By Nathan Rushton,
The Eureka Reporter
July 16, 2008

A federal judge overseeing the Pacific Lumber Co.'s denied on Tuesday an emergency motion by a creditor group to put a stay in place while it appealed the plan the court approved last week that allows Mendocino Redwood Co. to rebuild the bankrupt timber company.

It was the latest in a string of unfavorable rulings for the Timber Noteholders, who are owed more than $700 million in loans to Scotia Pacific, and were seeking additional money they said they are due because of the devaluing of the 210,000 acres of SCOPAC lands they hold as collateral.

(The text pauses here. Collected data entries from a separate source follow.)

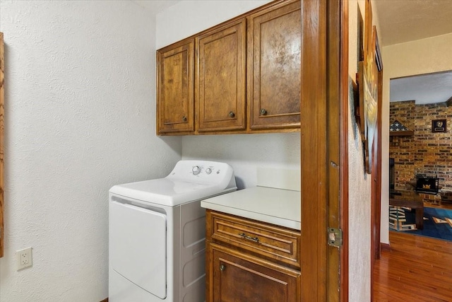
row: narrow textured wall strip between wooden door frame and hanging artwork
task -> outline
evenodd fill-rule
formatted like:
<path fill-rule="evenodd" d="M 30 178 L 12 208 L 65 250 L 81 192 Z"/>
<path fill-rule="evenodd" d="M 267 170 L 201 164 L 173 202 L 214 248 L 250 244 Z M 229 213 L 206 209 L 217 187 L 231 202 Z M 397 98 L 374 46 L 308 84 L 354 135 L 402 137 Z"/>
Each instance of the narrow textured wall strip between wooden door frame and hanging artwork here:
<path fill-rule="evenodd" d="M 364 172 L 363 146 L 355 120 L 352 79 L 358 62 L 358 11 L 364 0 L 349 1 L 349 301 L 370 301 L 371 178 Z"/>

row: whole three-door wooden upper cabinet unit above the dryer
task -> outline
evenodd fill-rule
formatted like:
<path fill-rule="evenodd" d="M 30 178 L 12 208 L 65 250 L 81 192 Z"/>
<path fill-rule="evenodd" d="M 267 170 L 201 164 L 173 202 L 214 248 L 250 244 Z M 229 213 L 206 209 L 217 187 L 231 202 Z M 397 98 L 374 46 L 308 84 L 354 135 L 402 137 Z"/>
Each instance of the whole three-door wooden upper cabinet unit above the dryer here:
<path fill-rule="evenodd" d="M 299 0 L 157 50 L 157 134 L 299 131 Z"/>

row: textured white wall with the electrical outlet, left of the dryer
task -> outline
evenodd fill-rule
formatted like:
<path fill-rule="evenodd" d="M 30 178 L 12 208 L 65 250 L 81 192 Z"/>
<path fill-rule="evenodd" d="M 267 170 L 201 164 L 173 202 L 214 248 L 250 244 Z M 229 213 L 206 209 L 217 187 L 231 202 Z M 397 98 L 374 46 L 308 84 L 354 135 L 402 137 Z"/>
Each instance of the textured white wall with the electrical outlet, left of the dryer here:
<path fill-rule="evenodd" d="M 107 297 L 109 187 L 162 177 L 155 18 L 131 1 L 0 1 L 6 43 L 0 301 Z M 33 266 L 16 271 L 15 251 Z"/>

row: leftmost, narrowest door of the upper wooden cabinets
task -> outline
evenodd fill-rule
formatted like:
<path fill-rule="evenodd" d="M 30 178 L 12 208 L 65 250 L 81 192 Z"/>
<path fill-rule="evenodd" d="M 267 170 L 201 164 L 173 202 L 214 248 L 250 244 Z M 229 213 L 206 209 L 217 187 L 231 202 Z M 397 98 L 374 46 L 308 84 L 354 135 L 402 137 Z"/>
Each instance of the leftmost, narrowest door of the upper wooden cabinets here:
<path fill-rule="evenodd" d="M 157 134 L 194 132 L 194 40 L 157 51 Z"/>

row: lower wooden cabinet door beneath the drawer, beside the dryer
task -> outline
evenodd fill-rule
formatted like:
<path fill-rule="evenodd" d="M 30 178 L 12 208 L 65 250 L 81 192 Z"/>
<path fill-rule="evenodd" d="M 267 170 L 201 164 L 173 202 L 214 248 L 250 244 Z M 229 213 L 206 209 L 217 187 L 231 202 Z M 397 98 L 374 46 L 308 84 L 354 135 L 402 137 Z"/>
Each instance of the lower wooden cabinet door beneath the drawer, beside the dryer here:
<path fill-rule="evenodd" d="M 210 243 L 213 302 L 298 301 L 299 272 Z"/>

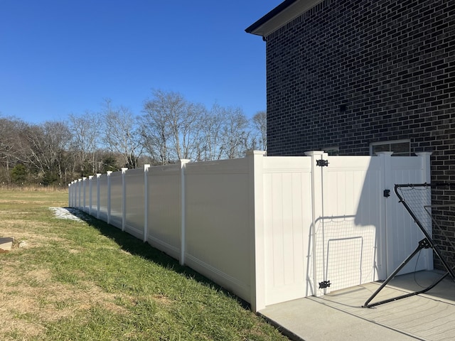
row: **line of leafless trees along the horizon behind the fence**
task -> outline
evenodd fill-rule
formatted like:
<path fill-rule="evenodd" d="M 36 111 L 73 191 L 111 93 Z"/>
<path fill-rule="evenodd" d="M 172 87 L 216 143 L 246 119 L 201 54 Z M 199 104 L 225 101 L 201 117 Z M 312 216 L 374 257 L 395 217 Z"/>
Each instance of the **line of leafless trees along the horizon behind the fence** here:
<path fill-rule="evenodd" d="M 265 112 L 248 119 L 238 107 L 207 109 L 178 92 L 154 90 L 139 116 L 106 99 L 99 112 L 65 121 L 0 117 L 0 183 L 65 186 L 122 167 L 240 158 L 266 148 Z"/>

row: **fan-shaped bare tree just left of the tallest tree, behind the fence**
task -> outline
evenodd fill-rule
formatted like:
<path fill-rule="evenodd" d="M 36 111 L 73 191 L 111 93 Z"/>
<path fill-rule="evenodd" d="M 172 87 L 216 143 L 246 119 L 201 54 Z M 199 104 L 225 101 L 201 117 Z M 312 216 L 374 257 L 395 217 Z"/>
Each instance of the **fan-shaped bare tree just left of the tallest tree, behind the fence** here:
<path fill-rule="evenodd" d="M 111 101 L 107 99 L 103 119 L 105 126 L 103 141 L 107 148 L 120 153 L 126 167 L 137 168 L 138 158 L 144 148 L 137 117 L 126 107 L 112 107 Z"/>

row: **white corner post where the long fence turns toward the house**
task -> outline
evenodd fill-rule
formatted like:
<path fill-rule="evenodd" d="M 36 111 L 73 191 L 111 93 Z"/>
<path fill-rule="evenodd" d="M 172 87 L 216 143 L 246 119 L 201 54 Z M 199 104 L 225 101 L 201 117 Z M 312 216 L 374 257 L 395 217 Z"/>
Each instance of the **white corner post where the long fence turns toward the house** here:
<path fill-rule="evenodd" d="M 264 154 L 247 152 L 250 226 L 250 303 L 253 311 L 265 308 L 265 248 L 264 248 Z"/>

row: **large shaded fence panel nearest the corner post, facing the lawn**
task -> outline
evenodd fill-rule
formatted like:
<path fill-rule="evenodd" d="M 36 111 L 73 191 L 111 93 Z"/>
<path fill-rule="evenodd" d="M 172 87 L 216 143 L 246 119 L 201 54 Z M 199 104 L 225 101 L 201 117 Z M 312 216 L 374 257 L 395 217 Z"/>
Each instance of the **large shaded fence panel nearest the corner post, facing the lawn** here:
<path fill-rule="evenodd" d="M 250 299 L 249 168 L 246 158 L 185 168 L 185 262 Z"/>

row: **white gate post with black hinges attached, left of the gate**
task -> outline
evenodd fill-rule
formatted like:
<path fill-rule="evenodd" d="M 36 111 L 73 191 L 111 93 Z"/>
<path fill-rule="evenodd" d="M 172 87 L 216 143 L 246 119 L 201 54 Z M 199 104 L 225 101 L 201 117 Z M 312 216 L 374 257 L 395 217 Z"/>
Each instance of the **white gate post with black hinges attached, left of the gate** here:
<path fill-rule="evenodd" d="M 323 295 L 326 292 L 324 289 L 323 293 L 319 291 L 317 286 L 318 281 L 323 280 L 323 266 L 319 269 L 319 262 L 317 258 L 319 256 L 318 249 L 316 248 L 317 238 L 316 235 L 316 223 L 321 224 L 321 231 L 323 231 L 323 178 L 322 172 L 324 167 L 317 168 L 316 161 L 327 159 L 328 154 L 323 151 L 307 151 L 306 156 L 311 157 L 311 247 L 312 247 L 312 266 L 313 266 L 313 295 Z M 321 218 L 321 222 L 317 222 L 318 218 Z M 322 244 L 323 247 L 323 244 Z M 323 254 L 323 250 L 322 250 Z"/>

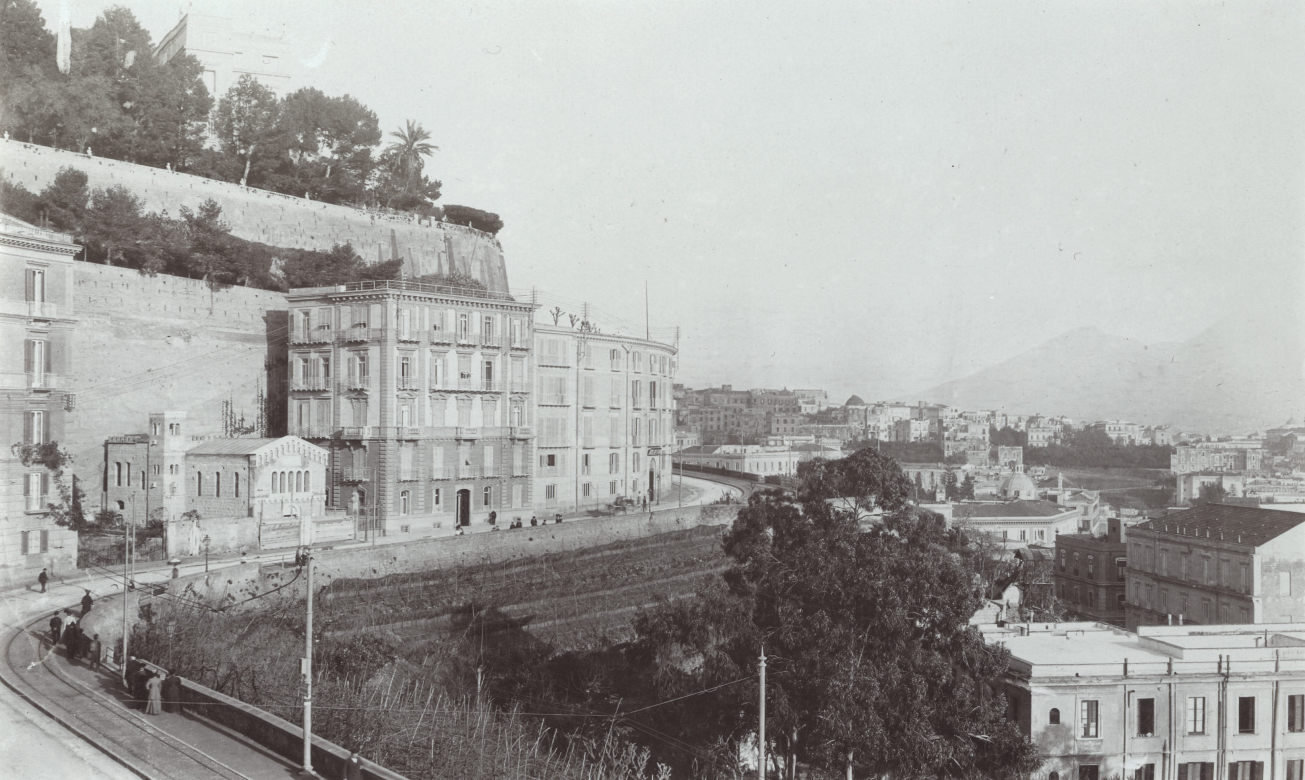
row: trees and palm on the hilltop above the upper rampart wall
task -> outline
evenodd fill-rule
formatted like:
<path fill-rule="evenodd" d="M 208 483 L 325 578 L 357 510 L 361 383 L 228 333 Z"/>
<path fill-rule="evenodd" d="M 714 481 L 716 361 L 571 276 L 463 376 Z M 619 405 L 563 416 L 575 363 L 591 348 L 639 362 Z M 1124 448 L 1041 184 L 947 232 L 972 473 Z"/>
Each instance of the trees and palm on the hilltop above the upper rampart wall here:
<path fill-rule="evenodd" d="M 351 95 L 303 87 L 283 98 L 252 76 L 210 95 L 192 55 L 154 59 L 130 10 L 72 31 L 68 73 L 31 0 L 0 5 L 0 130 L 27 143 L 171 168 L 328 203 L 444 218 L 425 162 L 438 146 L 408 120 L 385 138 Z M 213 137 L 209 137 L 211 127 Z M 450 222 L 497 233 L 497 214 L 450 207 Z"/>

Judge Richard Schmidt did give the financiers enough wiggle room to potentially plead their case to a higher court.

Schmidt did grant the Noteholders its petition for a direct appeal to the Fifth Circuit Court of Appeals of his confirmation order for MRC and Marathon Structured Finance Fund's reorganization plan, as well as left in place a 10-day stay granted last week that is set to expire July 25.

In addition to a bond in the amount of $176 million needed to provide security to the parties in the case, Schmidt said that if the court were to grant a stay pending an appeal, it would condition the stay on the Noteholders agreeing to facilitate a $30 million loan arrangement for PALCO and SCOPAC and the log discount program the Noteholders agreed to last week in lieu of a bond.

In his conclusions for denying the stay, Schmidt said the Noteholders attorneys didn't meet the burden for proving to the court its necessity -- noting that the issues the Noteholders intends to raise on appeal were already covered during the confirmation hearings.

And to their assertion that there would be irreparable injury to the Noteholders if the stay is not granted because the appeal might become moot if MRC was able to take over and effectively change the company before the appeal was settled, Schmidt said a majority of courts have ruled that's not sufficient.

Schmidt said testimony during preceding hearings demonstrated other parties will be irreparably harmed if a stay is granted, including a risk that the MRC/Marathon plan could collapse or that put PALCO at risk of being liquidated by creditors recouping their tens of millions of dollars in outstanding loans.

Schmidt indicated that the public interest weighs strongly against a stay pending appeal, given the amount of support for the MRC/Marathon plan by North Coast residents and the bevy of federal, state and local wildlife and other government agencies.

In arriving at his figure for how much a bond should be, Schmidt wrote that he considered the risk that MRC/Marathon's plan would not be consummated as a result of a stay pending appeal, as well as the impact to various parties in the case.

The Noteholders raising adequate capital to post a substantial bond was not the issue for Schmidt, according to his ruling.

"The Noteholders only asserted that a large bond would be the target for future damage claims that may not be meritorious," Schmidt wrote. "The very purpose of the bond is to ensure payment of actual damages suffered as a result of a stay and this court will ensure that any such damages claims receive a fair and appropriate hearing."

Schmidt determined that an appropriate bond amount for any stay pending an appeal of his confirmation order is $141 million, which he based on money due to unsecured creditors, litigation trust funding, various claims, administrative claims, employee bonus plan compensation, an estimated reduction of PALCO liquidation value and money for backlogged road work and potential fines.

Schmidt multiplied that number by 125 percent to reach the $176 million bond number to take into consideration additional risks from the increased harvesting Scotia Pacific executives intended above what MRC's business model entailed, as well as the risk of losing more key employees, who have left in recent months.